Interstate disputes will translate into disagreements within Congress, because representation follows geography. It is already clear that such discord will complicate the next pandemic-relief bill, which is now being formulated. State governments are calling for aid, and most members of Congress are eager to provide it. But some are wary of giving their constituents’ tax dollars to states that will divert a portion of them to fill fiscal holes dug over years of irresponsible spending.
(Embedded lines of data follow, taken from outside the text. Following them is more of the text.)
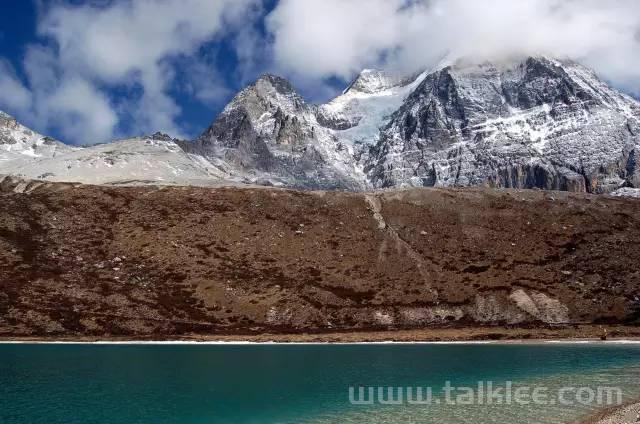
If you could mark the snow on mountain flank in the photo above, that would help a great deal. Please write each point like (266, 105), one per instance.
(532, 122)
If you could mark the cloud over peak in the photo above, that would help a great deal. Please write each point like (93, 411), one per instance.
(326, 38)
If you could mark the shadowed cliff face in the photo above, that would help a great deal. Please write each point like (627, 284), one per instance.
(89, 260)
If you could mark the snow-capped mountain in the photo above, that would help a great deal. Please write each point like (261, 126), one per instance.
(18, 143)
(270, 132)
(532, 123)
(526, 123)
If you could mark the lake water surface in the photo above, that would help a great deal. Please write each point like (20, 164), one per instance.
(85, 383)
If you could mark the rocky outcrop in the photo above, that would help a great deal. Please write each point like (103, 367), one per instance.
(80, 260)
(531, 122)
(537, 123)
(270, 131)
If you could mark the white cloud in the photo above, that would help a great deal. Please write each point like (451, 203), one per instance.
(328, 38)
(14, 95)
(91, 50)
(81, 111)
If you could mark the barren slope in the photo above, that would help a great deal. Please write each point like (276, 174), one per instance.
(148, 261)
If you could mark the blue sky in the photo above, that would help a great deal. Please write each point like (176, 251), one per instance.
(91, 71)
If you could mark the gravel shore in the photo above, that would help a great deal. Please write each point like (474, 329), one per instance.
(627, 414)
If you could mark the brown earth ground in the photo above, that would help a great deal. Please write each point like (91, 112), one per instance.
(79, 261)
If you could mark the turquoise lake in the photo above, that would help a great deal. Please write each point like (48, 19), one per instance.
(84, 383)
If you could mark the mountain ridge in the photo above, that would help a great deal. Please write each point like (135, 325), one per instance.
(535, 122)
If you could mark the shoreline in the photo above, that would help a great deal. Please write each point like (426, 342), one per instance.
(626, 413)
(469, 335)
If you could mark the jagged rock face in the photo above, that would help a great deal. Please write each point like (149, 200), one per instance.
(269, 131)
(526, 123)
(534, 123)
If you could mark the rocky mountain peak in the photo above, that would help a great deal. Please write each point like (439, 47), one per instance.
(371, 81)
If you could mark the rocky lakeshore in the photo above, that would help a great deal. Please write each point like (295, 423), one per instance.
(627, 414)
(167, 262)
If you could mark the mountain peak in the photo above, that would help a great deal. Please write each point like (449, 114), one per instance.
(370, 81)
(280, 84)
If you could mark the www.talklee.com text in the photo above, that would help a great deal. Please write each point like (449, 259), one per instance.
(485, 393)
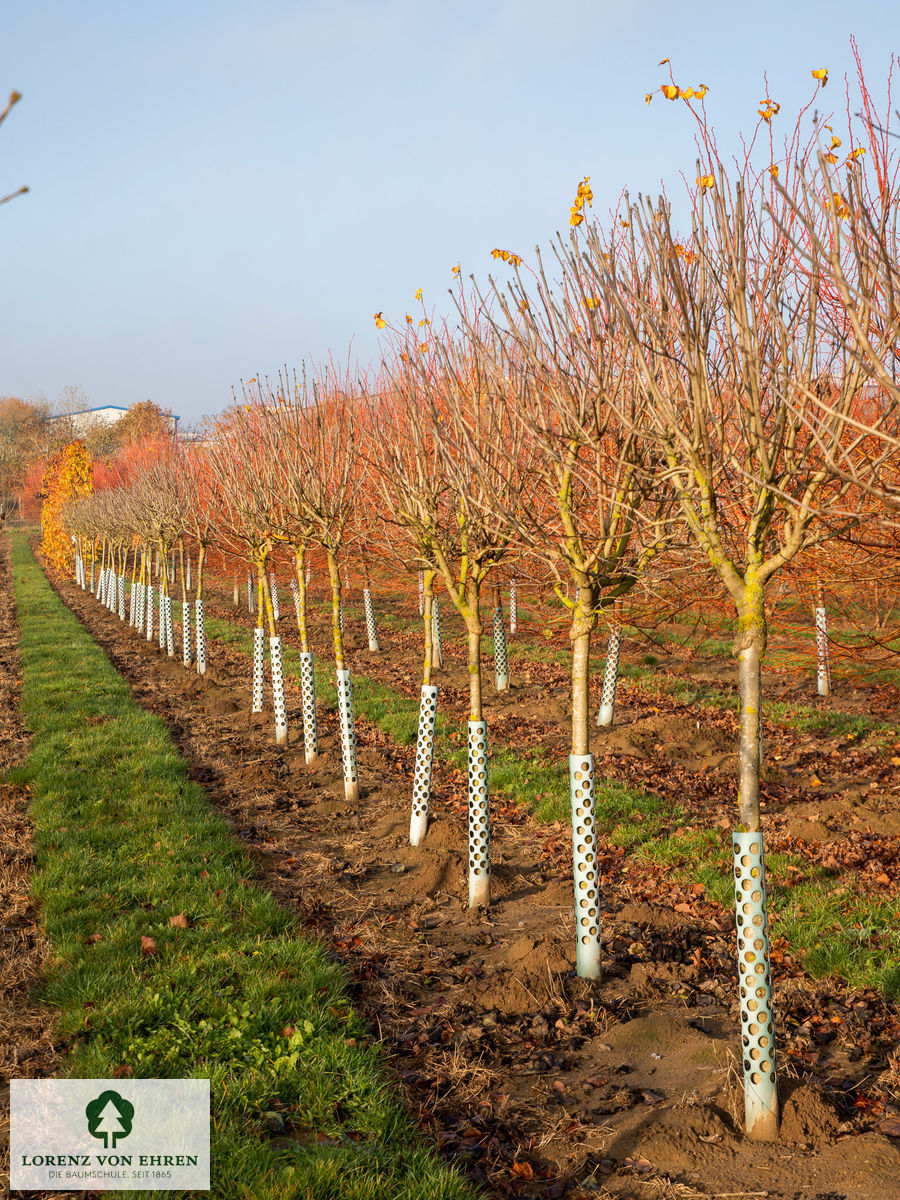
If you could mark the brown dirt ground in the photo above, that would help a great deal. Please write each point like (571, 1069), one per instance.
(28, 1048)
(535, 1083)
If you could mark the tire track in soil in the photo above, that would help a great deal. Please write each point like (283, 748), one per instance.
(529, 1079)
(28, 1045)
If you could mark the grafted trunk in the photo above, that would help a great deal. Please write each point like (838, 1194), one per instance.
(582, 627)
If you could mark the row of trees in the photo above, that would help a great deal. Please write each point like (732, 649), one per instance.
(655, 407)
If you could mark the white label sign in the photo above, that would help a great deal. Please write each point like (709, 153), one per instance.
(99, 1135)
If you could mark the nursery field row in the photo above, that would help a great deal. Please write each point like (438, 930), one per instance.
(534, 1081)
(169, 960)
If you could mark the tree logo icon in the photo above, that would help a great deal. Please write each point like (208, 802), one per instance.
(109, 1116)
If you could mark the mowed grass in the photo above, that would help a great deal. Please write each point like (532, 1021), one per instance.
(835, 930)
(124, 843)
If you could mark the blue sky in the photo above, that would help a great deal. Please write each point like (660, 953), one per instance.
(222, 187)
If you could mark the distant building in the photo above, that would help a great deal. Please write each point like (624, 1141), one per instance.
(106, 414)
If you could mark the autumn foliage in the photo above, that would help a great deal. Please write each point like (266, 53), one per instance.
(67, 475)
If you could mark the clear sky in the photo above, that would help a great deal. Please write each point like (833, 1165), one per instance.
(221, 186)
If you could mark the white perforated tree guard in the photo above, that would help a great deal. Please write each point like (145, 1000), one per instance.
(201, 634)
(424, 763)
(586, 868)
(479, 817)
(823, 666)
(169, 629)
(501, 660)
(348, 735)
(281, 713)
(274, 591)
(757, 1024)
(371, 629)
(258, 669)
(186, 633)
(611, 678)
(307, 691)
(295, 594)
(436, 642)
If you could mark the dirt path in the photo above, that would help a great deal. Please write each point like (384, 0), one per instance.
(28, 1049)
(534, 1083)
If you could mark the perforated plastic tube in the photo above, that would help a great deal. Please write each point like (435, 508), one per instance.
(274, 589)
(586, 869)
(757, 1025)
(424, 763)
(281, 715)
(611, 678)
(169, 629)
(258, 669)
(348, 735)
(479, 817)
(371, 629)
(307, 693)
(186, 633)
(201, 635)
(501, 661)
(823, 666)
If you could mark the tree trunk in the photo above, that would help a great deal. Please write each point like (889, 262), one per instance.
(750, 648)
(582, 627)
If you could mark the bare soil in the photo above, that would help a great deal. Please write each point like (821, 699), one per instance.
(535, 1083)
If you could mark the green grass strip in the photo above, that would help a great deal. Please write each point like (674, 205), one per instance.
(837, 930)
(124, 841)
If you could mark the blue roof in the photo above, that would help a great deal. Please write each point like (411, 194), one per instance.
(100, 408)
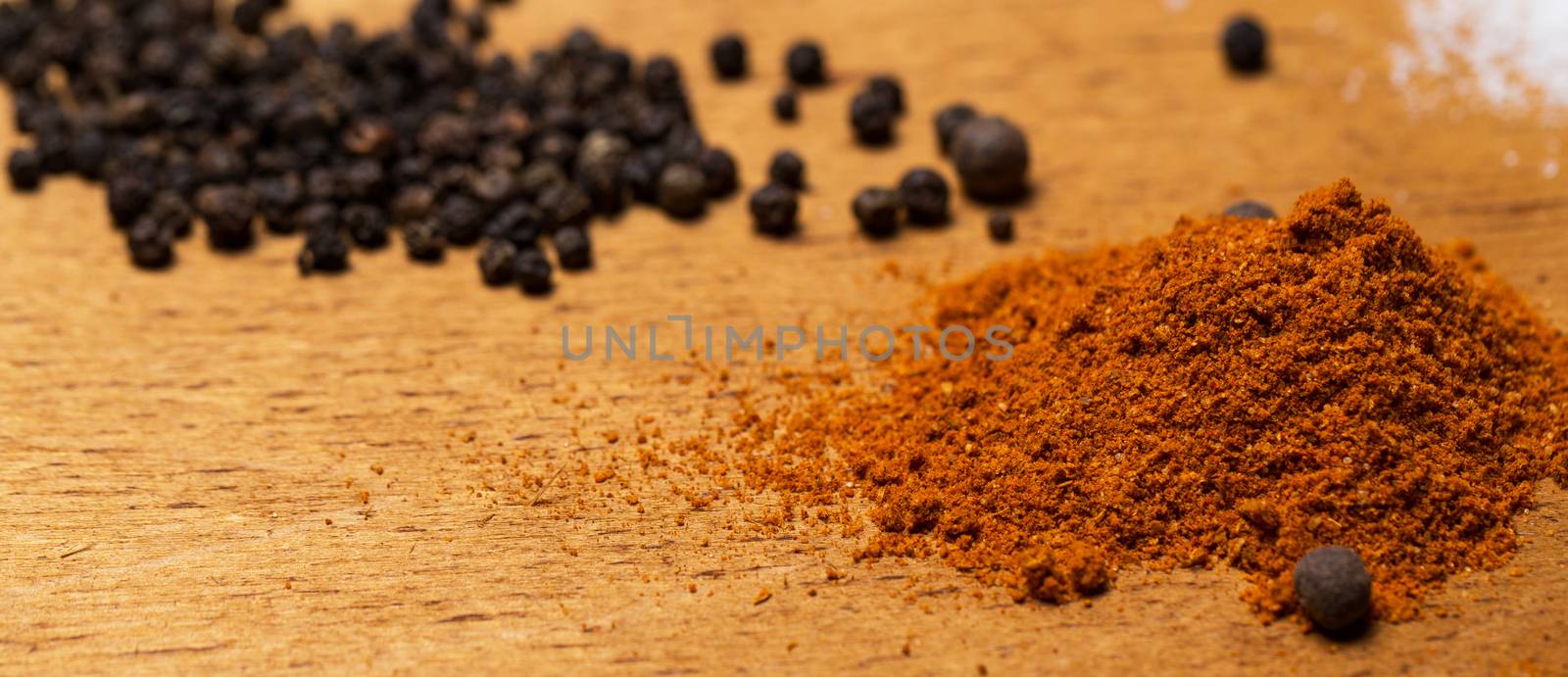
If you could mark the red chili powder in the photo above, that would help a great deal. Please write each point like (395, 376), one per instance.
(1236, 392)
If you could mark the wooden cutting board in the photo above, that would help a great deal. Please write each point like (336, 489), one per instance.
(226, 467)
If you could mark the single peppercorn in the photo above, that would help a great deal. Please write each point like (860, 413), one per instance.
(1250, 211)
(229, 212)
(773, 211)
(890, 89)
(496, 262)
(149, 243)
(27, 169)
(924, 196)
(682, 191)
(129, 196)
(729, 57)
(784, 107)
(992, 157)
(807, 65)
(462, 219)
(948, 122)
(517, 222)
(788, 169)
(877, 212)
(423, 240)
(532, 271)
(566, 204)
(870, 118)
(368, 224)
(323, 251)
(572, 248)
(1333, 587)
(1001, 226)
(172, 212)
(718, 171)
(1246, 46)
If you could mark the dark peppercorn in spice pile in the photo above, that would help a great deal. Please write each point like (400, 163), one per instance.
(342, 136)
(1239, 392)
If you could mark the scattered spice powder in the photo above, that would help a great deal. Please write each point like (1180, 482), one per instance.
(1236, 392)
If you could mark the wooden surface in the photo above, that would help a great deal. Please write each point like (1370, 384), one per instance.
(182, 455)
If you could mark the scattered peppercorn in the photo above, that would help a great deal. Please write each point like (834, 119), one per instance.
(532, 269)
(784, 107)
(773, 211)
(788, 169)
(325, 251)
(870, 118)
(1246, 46)
(1001, 226)
(877, 212)
(807, 65)
(27, 169)
(992, 157)
(682, 191)
(729, 57)
(496, 262)
(1250, 211)
(924, 196)
(572, 248)
(949, 121)
(718, 171)
(149, 243)
(1333, 587)
(890, 89)
(423, 240)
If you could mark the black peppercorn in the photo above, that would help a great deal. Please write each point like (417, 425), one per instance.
(149, 243)
(1250, 211)
(788, 169)
(566, 204)
(729, 57)
(462, 219)
(423, 240)
(773, 211)
(572, 248)
(517, 222)
(532, 269)
(172, 214)
(129, 196)
(924, 196)
(27, 169)
(227, 212)
(682, 191)
(992, 157)
(784, 107)
(949, 121)
(1001, 226)
(805, 63)
(642, 172)
(872, 118)
(718, 171)
(318, 217)
(890, 89)
(877, 212)
(1246, 46)
(496, 262)
(1333, 587)
(276, 199)
(323, 251)
(368, 224)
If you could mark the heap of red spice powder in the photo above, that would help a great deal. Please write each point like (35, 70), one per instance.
(1236, 392)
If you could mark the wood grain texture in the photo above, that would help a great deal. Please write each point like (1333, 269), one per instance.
(182, 455)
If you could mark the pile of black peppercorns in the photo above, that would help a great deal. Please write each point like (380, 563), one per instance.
(349, 138)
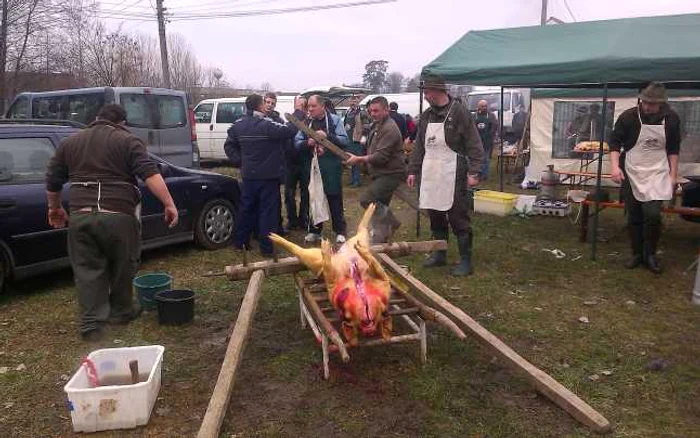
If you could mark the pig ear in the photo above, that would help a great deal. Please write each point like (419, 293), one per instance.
(328, 272)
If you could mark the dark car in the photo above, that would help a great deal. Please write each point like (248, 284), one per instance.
(207, 203)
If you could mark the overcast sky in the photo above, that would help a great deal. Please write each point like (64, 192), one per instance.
(299, 50)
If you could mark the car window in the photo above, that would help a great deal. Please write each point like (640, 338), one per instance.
(171, 111)
(203, 112)
(81, 108)
(20, 109)
(229, 112)
(24, 159)
(138, 112)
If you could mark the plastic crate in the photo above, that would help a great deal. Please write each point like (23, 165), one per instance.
(122, 406)
(492, 202)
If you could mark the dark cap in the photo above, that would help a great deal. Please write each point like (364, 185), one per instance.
(434, 81)
(655, 92)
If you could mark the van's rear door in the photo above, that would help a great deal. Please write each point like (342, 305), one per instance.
(174, 129)
(141, 119)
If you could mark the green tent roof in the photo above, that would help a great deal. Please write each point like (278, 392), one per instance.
(621, 53)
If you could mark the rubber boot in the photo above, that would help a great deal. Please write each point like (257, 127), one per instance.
(437, 258)
(464, 268)
(652, 233)
(636, 234)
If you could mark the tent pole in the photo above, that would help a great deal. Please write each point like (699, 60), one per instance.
(420, 110)
(599, 176)
(500, 136)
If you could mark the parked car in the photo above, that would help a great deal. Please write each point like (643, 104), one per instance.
(158, 116)
(213, 117)
(207, 203)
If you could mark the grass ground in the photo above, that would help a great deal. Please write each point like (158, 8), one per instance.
(636, 361)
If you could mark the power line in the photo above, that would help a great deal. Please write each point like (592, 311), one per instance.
(251, 13)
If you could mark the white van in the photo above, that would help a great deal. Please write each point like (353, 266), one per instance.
(158, 116)
(409, 103)
(512, 97)
(213, 117)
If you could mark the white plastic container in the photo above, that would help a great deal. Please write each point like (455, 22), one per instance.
(492, 202)
(120, 406)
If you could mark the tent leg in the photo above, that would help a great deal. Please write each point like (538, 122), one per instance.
(500, 137)
(599, 175)
(420, 109)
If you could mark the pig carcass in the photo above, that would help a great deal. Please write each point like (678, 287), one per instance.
(358, 287)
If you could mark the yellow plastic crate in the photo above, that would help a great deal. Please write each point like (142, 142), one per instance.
(492, 202)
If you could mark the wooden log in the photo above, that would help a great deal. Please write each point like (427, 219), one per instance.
(321, 319)
(218, 404)
(544, 383)
(290, 265)
(426, 312)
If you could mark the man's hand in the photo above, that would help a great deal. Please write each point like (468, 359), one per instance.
(171, 216)
(617, 175)
(354, 159)
(411, 181)
(57, 217)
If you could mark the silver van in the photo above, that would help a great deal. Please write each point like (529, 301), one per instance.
(160, 117)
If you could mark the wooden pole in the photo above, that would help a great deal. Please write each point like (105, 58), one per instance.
(427, 312)
(218, 404)
(290, 265)
(544, 383)
(325, 324)
(402, 192)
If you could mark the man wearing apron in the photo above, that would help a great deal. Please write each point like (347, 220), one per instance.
(104, 235)
(644, 151)
(448, 156)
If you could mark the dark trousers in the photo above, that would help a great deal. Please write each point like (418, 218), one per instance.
(381, 189)
(293, 180)
(335, 205)
(260, 206)
(457, 217)
(104, 250)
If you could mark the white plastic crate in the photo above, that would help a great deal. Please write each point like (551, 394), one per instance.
(118, 406)
(492, 202)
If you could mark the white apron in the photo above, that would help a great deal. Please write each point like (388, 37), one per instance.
(646, 165)
(439, 171)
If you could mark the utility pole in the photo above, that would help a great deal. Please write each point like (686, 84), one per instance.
(163, 44)
(543, 17)
(3, 57)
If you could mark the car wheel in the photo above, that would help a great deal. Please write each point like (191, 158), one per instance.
(215, 224)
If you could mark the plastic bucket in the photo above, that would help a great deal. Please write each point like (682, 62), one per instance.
(175, 306)
(147, 285)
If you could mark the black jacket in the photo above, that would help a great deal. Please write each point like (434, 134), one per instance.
(257, 144)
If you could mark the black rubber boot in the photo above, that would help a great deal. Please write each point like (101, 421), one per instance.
(636, 234)
(652, 233)
(464, 268)
(437, 258)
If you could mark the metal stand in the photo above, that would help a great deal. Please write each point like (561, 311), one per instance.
(398, 307)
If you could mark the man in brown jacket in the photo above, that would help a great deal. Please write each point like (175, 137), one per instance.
(448, 156)
(384, 160)
(104, 235)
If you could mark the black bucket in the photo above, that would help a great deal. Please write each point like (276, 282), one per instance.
(175, 306)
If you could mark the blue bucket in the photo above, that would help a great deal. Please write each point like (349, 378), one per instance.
(147, 285)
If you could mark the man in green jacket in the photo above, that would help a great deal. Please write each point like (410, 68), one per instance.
(385, 163)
They’re not wrong to worry. In late April, for instance, Illinois officials asked Congress for billions to bail out the state’s perennially underfunded pension system, presenting the request as a response to the pandemic. If such cynical opportunism succeeds, other states with pension troubles will surely follow suit. Yet concerns about such ploys shouldn’t blind Congress to its crucial role in assisting the states through the genuine pain of this national catastrophe.
To prevent disputes on this front from derailing the Phase IV bill, Congress needs to clarify some key distinctions. Members should establish three separate categories of problems to be addressed by three distinct forms of aid to the states.
First, Congress should use federal grants to cover state costs for direct pandemic response—things such as testing and tracing, hospital and health-system needs, and public-health infrastructure. This is a national emergency, and the federal government’s far greater capacity to borrow means it should assume the direct costs involved. For the same reason, Congress should also consider providing some help to reinforce state unemployment trust funds, as the American Enterprise Institute’s Matt Weidinger has argued.